Wir gestehen, über diesen Richterspruch haben wir uns richtig gefreut. Auch wenn wir
Wissen, dass in 999 von 1000 ähnlich gelagerten Fällen das Lügen-Konstrukt der Polizei
Funktioniert und aufgeht. Diesmal gings daneben, ein kleines Lehrstück mit Einblick
in die Polizei-Taktik.
Und dann diese Konflikt-Manager, arme Würstchen, angeblich psychologisch geschult,
ohne jeden Durchblick, ohne irgendwelchen Einfluß. Ein PR-Gag der Polizeiführung, der
bei der Presse gut ankommt. Absoluter Unsinn, denn es gibt zwar den Konflikt, aber nichts,
was da zu managen wäre. Sie wollen den Castor ohne jedes Hindernis durchkriegen - wir
wollen ihn mit jedem Hindernis aufhalten. Das steht so unversöhnlich gegeneinander wie
Feuer und Wasser, da gibt's nichts zu vermitteln. Der Konflikt sind die Transporte, sind der
ungehemmte Weiterbetrieb der Atomanlagen und die ständige Weiterproduktion von
Atommüll. So lange sich das nicht ändert, wir das nicht ändern - (oder die Bullen zu uns
überlaufen) - wird dieser Konflikt bestehen.
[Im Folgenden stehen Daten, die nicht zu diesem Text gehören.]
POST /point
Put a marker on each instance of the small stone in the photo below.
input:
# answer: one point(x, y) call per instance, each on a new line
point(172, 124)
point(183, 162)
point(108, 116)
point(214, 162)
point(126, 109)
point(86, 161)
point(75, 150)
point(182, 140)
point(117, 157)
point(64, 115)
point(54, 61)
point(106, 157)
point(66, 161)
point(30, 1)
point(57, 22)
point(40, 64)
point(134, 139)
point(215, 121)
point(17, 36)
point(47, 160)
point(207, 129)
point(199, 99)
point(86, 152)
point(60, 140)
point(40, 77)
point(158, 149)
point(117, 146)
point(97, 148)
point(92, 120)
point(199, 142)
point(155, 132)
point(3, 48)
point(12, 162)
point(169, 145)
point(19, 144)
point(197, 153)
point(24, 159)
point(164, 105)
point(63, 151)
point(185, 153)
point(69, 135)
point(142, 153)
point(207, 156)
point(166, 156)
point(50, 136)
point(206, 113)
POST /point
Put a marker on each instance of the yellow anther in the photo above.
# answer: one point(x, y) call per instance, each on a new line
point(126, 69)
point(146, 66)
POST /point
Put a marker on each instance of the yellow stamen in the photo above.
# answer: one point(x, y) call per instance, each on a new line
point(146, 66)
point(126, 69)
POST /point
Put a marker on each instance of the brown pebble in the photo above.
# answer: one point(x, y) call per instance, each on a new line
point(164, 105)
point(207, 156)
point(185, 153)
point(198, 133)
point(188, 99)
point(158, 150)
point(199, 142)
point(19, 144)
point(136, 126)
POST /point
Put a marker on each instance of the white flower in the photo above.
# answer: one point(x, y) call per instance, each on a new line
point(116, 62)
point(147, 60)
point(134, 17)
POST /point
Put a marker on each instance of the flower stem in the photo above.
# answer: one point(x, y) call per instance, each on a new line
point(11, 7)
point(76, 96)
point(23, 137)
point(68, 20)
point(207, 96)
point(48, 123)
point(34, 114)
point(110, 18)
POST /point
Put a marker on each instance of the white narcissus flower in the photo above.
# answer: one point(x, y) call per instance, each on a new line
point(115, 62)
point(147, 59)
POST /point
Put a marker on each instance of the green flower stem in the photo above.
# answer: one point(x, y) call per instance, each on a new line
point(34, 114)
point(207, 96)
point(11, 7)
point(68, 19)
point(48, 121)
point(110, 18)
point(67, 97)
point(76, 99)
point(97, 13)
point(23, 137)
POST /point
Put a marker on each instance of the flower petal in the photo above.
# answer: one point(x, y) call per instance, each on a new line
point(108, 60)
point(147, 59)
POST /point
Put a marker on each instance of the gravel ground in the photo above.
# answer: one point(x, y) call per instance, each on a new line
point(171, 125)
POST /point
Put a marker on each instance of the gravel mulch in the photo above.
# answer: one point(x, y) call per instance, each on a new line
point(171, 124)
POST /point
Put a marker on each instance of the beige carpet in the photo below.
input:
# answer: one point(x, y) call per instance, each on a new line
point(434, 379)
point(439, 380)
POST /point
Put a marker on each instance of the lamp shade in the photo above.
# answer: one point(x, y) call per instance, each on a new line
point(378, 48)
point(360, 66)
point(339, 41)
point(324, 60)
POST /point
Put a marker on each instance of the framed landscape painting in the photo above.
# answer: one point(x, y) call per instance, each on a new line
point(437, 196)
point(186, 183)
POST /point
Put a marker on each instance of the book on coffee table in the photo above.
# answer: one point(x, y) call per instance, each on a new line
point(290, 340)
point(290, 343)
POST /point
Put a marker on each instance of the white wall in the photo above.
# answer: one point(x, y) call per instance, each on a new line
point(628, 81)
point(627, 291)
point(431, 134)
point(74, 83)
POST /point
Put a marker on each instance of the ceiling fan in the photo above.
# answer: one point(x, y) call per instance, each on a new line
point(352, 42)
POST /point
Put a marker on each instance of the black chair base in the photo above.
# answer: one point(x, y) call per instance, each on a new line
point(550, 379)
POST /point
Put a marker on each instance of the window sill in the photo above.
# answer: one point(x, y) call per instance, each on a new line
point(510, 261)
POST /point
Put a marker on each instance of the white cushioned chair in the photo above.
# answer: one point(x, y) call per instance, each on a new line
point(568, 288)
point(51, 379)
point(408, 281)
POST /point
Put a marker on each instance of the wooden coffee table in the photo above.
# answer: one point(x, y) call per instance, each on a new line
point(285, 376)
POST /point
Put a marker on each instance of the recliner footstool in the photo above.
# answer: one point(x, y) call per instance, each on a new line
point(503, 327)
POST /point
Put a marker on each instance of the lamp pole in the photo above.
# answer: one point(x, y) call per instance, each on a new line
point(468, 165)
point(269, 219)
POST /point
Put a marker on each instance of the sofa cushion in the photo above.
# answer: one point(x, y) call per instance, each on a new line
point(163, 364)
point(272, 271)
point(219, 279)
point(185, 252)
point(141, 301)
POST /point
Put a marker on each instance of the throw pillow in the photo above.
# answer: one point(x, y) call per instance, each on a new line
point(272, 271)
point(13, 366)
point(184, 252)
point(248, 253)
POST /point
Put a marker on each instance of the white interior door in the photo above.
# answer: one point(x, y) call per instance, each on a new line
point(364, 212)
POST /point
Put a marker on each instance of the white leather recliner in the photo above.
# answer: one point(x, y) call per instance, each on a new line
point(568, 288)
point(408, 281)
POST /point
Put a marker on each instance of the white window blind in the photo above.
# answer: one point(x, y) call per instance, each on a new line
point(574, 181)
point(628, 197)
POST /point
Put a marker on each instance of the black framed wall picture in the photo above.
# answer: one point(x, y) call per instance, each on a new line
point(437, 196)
Auch wenn der regierende Polizeipräsident Reime dies 1000mal beschönigt und vor der
Presse davon träumt, die noch ausstehenden 150 Castor-Behälter ohne Widerstand und
Polizei-Begleitung nach Gorleben rollen zu lassen. Aber so viel können wir voraussagen:
Daraus wird garantiert nichts Denn gegen diesen Albtraum des Herrn Reime stehen unsere
Lebensträume, unser Traum von einer anderen Gesellschaft, in der solch menschenver-
achtende, gewalttätige Technologie mit Castor-Transporten als Begleiterscheinung und
repressiver Verwertungslogik dahinter keinen Raum mehr haben, nicht mehr möglich sind.
Dafür machen wir Widerstand. Dafür riskieren wir Widerstand. Gemeinsam, entschlossen
und solidarisch.
Vor dem Castor ist für vieles und für viele Platz. Laßt uns den Platz nutzen.